Chinese companies currently hold stakes in more than 30 European ports - a vital component of the bloc’s trade network.

The stakes are high as about 75 per cent of goods entering or leaving Europe do so by sea. Over 800 million tons of goods passed through the continent’s major ports in the third quarter of last year alone.

Essentials such as food, energy supplies and military equipment pass through these vital maritime gateways, raising alarm about their potential to be targeted in geopolitical conflicts.

Ana Miguel Pedro, a Member of the European Parliament representing the European People’s Party, flagged the evolving nature of threats to critical infrastructure.

“Threats, they don’t always come in the form of war. The modern threats are even harder to see,” she told CNA.

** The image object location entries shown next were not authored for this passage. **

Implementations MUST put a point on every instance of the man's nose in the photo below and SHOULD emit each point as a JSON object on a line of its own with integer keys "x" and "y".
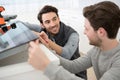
{"x": 52, "y": 23}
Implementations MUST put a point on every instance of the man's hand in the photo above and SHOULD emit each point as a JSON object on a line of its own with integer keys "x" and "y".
{"x": 44, "y": 39}
{"x": 37, "y": 57}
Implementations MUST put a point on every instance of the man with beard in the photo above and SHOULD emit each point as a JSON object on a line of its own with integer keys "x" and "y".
{"x": 57, "y": 36}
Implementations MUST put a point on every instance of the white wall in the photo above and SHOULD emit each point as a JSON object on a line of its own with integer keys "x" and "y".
{"x": 70, "y": 12}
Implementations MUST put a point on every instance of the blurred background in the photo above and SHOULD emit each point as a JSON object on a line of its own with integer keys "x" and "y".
{"x": 70, "y": 12}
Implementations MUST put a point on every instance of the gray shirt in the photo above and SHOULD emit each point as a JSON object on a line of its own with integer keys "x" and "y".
{"x": 106, "y": 65}
{"x": 68, "y": 50}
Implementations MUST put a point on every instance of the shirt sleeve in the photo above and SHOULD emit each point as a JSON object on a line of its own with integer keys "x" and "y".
{"x": 70, "y": 47}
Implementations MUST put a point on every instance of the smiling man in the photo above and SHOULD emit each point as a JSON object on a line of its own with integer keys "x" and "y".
{"x": 61, "y": 38}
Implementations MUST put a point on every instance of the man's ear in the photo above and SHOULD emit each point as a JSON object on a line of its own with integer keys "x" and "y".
{"x": 42, "y": 25}
{"x": 101, "y": 31}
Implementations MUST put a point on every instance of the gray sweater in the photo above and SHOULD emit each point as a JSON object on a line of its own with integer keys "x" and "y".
{"x": 106, "y": 65}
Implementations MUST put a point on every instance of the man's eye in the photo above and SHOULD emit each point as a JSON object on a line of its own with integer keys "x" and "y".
{"x": 47, "y": 22}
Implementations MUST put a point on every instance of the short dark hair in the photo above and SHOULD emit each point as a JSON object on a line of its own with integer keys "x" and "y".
{"x": 104, "y": 14}
{"x": 46, "y": 9}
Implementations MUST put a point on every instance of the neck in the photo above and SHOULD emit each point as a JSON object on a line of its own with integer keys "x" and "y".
{"x": 109, "y": 44}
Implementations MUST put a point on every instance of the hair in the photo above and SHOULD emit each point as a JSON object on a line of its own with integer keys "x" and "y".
{"x": 104, "y": 14}
{"x": 46, "y": 9}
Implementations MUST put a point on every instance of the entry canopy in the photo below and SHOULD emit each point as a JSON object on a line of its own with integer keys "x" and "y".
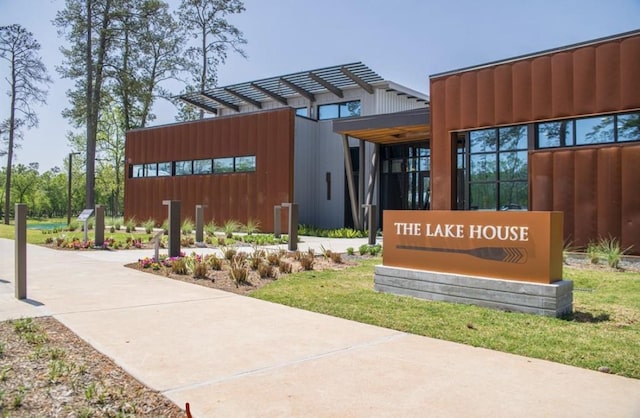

She cited examples like GPS signal interferences and cyberattacks, as well as damage inflicted to internet undersea cables.

In November last year, two telecommunications cables were cut in the Baltic Sea within a 48-hour period, prompting suspicions of “sabotage” and “hybrid warfare”. The severing was reportedly linked to a Chinese ship.

The European Commission recently raised concerns about foreign control over what it terms "critical transport infrastructure”.

It placed particular emphasis on the risks associated with sensitive information flow through ports, including details relevant to operations by the North Atlantic Treaty Organization (NATO) military alliance.

The current unease has lately centred on Chinese firms that have a large footprint across Europe’s ports.

Companies such as COSCO and China Merchants control stakes in over 30 of the continent’s biggest terminals. Such investments intensified over a decade ago, driven in part by a European port sector heavily in debt.